Soon thereafter he did return the call and let me know that they would be honoring the deal and would grant all purchasers lifetime Platinum status! He told me that the same info would be shortly sent out via press release and twitter, which they were.
At the end of the day Fairmont came through with flying colors and even though there was apparently a mistake made, they did decide in a timely fashion to honor the deal and in turn, create 112 people that will be undoubtedly be priceless ambassadors for the Fairmont brand. I just hope nobody loses their job over the deal!
And I’m just happy that I was able to play a part in helping us reach such a quick and positive resolution!

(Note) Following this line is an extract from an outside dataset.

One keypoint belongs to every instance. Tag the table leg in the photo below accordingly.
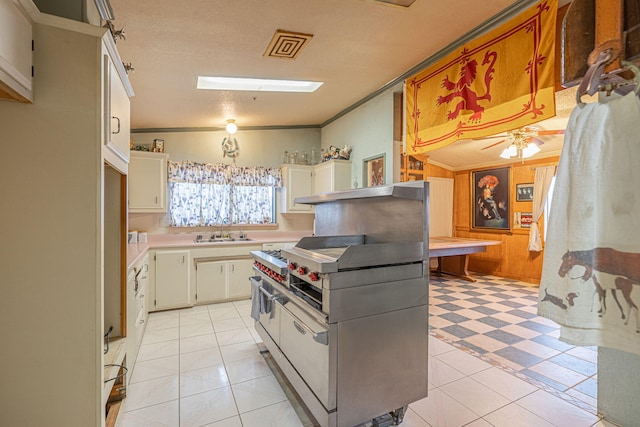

Were you one of the lucky buyers of this deal? Have your own story of working with a company to keep them honest? Hit the comments!
Originally posted on 02/25:
Yesterday Fairmont Hotels ran a great deal on Living Social, a daily deal group-buying website.
They tried to back out, but I just got a call back from them that the effort to get them to honor it had succeeded, they will be honoring the deal as advertised despite the “human error!”
I’ll write more after Shabbos about how I helped convince them that it would be in their best interest to honor it…
In the meantime, kudos to Fairmont for doing the right thing and doing it quickly!!!